‘One of the hardest days of my life’ – BCT HR boss on shock closure

Victoria Potter, the former head of HR and training at failed Devon tile manufacturer British Ceramic Tile (BCT) said that the announcement on Wednesday of the firm’s shock closure was “truly one of the hardest days” not only of her career, but also her life.

Writing to her network on business networking site LinkedIn, Potter, who had worked in the business for more than four years, said: “Not one person I spoke to yesterday spoke about their own financial hardship, but how sad they were to be leaving BCT and their colleagues.

“Everyone cared and tried so hard to turn it around.”

She urged the recruitment agents in her network to get in touch with her at her work e-mail to pass on job opportunities for BCT employees made redundant after the firm’s collapse.

Potter wrote: “The business had colleagues hugely experienced in everything from design to IT, sales, supply chain, marketing, engineering and everything in between, so please take a look at their profiles and help them with genuine opportunities where you can.”

Meanwhile, other ex-BCT workers also took to social media to offer kind words to ex-colleagues as well as to look for new posts.

The company had employed about 380 people at its sites in Newton Abbot, Devon, and Cleckheaton, West Yorkshire, before ceasing trading on Wednesday, January 30 as a result of the loss of a “key customer contract”.

This resulted in the company filing for administration and immediately making 313 of its workers redundant.

Jayne Adamson, head of brand and product marketing, wrote on LinkedIn: “Very sad news for all BCT colleagues and the industry. Still sinking in at the moment, but open to any discussions about marketing and product support obviously!”

Earlier this month, BCT announced that it had been crowned Made in Britain Member of the Year 2018.

At the time, Liam Poole, former head of customer marketing at BCT, said: “What a fantastic way to end the year. As a company we have enjoyed working closely with Made in Britain (MiB), and building relationships with likeminded businesses.

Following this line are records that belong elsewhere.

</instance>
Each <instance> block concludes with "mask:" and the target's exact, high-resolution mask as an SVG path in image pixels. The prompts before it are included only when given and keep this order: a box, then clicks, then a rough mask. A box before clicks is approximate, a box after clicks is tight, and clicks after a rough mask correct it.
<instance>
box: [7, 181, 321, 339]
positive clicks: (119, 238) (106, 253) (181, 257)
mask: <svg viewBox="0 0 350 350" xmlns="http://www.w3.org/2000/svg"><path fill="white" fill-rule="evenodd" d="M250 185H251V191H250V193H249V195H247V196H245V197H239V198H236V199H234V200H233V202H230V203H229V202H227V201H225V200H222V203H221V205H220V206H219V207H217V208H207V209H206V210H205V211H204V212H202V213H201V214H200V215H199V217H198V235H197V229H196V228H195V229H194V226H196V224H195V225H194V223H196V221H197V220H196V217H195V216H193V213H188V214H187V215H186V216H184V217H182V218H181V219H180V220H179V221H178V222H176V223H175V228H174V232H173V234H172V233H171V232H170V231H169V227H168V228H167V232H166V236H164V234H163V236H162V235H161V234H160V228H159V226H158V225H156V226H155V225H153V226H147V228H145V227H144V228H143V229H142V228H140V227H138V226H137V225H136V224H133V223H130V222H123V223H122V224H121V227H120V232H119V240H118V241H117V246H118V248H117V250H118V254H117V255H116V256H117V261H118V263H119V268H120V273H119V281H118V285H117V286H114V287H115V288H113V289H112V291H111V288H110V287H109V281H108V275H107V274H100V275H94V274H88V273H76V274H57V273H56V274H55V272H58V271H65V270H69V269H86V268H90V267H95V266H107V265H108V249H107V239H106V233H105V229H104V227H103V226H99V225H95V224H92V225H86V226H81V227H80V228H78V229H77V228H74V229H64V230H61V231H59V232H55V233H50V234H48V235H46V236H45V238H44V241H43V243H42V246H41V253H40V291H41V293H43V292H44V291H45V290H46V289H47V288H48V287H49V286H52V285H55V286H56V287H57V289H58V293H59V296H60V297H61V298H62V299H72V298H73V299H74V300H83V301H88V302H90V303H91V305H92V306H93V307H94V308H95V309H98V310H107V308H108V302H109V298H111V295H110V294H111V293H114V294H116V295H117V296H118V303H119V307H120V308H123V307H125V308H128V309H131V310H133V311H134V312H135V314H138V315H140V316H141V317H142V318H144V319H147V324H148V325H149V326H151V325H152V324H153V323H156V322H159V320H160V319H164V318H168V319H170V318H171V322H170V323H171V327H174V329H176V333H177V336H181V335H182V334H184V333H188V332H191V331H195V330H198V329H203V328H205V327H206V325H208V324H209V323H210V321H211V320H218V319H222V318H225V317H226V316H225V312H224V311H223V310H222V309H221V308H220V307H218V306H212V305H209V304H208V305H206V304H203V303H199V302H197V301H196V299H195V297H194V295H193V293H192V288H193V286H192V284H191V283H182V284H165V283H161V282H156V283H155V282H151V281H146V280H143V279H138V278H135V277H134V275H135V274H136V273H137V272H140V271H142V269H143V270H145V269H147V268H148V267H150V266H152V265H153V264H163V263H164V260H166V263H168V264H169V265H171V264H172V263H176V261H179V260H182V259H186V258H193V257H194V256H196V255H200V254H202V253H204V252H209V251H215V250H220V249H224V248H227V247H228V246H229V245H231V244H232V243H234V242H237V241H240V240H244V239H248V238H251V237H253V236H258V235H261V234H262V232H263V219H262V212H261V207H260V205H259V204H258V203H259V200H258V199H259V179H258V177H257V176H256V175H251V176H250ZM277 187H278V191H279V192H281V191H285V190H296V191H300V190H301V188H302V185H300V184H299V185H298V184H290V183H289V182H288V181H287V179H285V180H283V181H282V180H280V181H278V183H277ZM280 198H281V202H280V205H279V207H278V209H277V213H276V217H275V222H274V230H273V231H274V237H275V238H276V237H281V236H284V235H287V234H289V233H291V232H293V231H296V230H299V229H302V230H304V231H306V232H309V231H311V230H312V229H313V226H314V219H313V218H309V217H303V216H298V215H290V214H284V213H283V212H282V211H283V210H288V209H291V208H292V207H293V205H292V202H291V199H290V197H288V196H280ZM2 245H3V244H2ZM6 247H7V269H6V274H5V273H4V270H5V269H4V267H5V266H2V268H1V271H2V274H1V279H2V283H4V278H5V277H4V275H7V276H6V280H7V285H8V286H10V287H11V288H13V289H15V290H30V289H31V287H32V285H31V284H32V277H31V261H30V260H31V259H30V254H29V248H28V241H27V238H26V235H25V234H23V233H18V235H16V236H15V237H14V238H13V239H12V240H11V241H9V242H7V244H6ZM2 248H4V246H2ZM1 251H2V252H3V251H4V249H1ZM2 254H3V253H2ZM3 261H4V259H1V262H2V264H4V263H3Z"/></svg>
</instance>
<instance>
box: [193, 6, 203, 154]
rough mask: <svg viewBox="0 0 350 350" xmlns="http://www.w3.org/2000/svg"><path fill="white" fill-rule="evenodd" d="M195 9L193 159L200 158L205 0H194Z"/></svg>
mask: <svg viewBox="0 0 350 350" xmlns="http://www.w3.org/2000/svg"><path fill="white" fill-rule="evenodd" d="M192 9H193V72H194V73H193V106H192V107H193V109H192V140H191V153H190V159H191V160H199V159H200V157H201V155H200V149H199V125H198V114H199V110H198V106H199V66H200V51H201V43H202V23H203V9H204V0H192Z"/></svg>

“The organisation is a perfect fit for us as a company, allowing us to communicate our British heritage and passion for UK manufacturing. We’ll be continuing to support the network into 2019, and hope to encourage more British businesses to do the same.”

“Another tiling manufacturer out of the picture. Concerning times…” wrote John Davies, store manager at Homebase in Altrincham.

Coventry-based Capitol Tile Group, which had 11 showrooms and four distribution centres, collapsed into administration last November.

Its wholesale and distribution business was bought by Tile Mountain chairman Mo Iqbal in a quick sale and BC Ceramics purchased six of Capitol’s former showrooms, tripling its retail estate.

In a trading statement for its last financial quarter to end of December, Topps Tiles, the UK’s biggest tile retailer, said the retail market backdrop was “challenging”.

Administrators at FRP Advisory said they are searching for a buyer for BCT – which has described itself as the UK’s biggest ceramic and glass tiles manufacturer in the UK in the past – and supporting affecting employees through “this difficult period”.